Besides the potential divergence of substance utilization, the novel clusters displayed distinct temperature and pH adaptabilities, with significant differences in temperature fitness. This variation is another important characteristic that could permit the coexistence of so close relatives. Temperature adaptability is likely the result of regulation of enzymatic activity, which might directly influence the efficiency of the biochemical pathways involved in Microcystis decomposition (Sridhar et al., 2000; Yokoyama et al., 2007).
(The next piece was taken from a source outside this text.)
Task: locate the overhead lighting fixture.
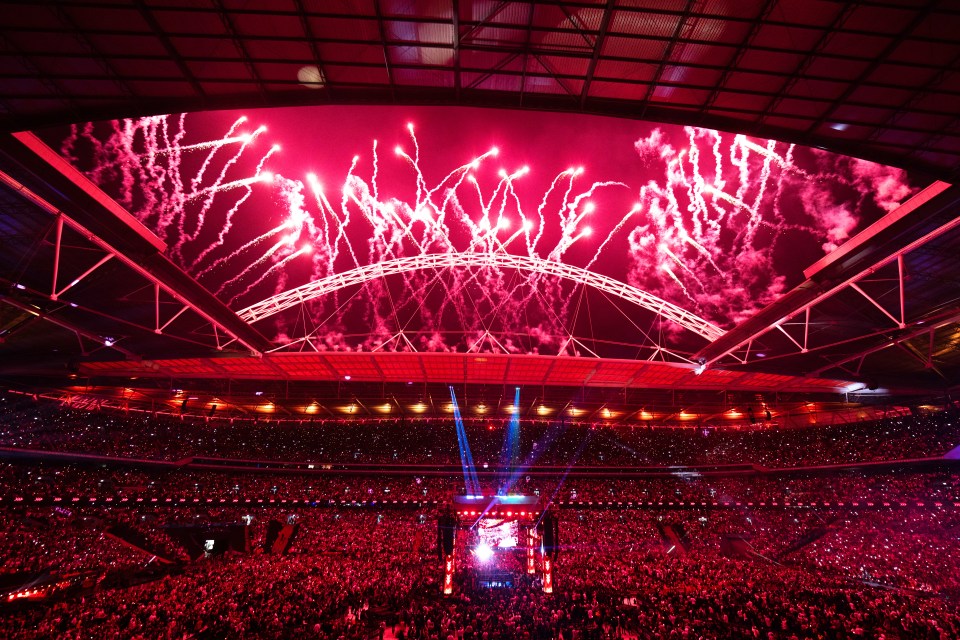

During the anaerobic incubation of the Microcystis slurry, Clostridium species appear to have the collaborative ability to hydrolyze initial substrates and produce low molecular weight intermediates, such as acetate and ethanol, and even directly generate biohydrogen gas (Chang et al., 2006; Yokoyama et al., 2007; Seedorf et al., 2008). The occurrence of these processes in the fermentation systems was confirmed by the presence of methanogenic Archaea (our unpublished data), which anaerobically utilize low molecular weight intermediates (for example, acetate or H2/CO2) to produce CH4 (Supplementary Figure S6). Furthermore, in this work, two dominant clusters succeeded each other more than four times during the incubation (at 25 °C and 35 °C), which is uncommon for bacterial communities in closed systems (Rui et al., 2009). The diverse Clostridium clusters could also have some degree of competition, especially at higher temperatures.

Our study shows that novel Clostridium clusters and their multiple, diverse consortiums dominate the bacterial communities during anaerobic degradation of Microcystis. These results indicate that the novel Clostridium clusters are likely involved in the hydrolysis of Microcystis biomass. This involvement differs from that of Clostridium in single cellulose degradation in terrestrial environments and manually controlled bioreactors. We were also able to conclude that these microbes play a crucial role in the degradation process that leads to the metabolites CH4. However, further studies are needed to characterize in detail the intermediate products and potential hydrolysis pathway for anaerobic fermentation of Microcystis. Pure cultures of the Clostridium strains present in these anaerobic systems will be isolated to facilitate these studies.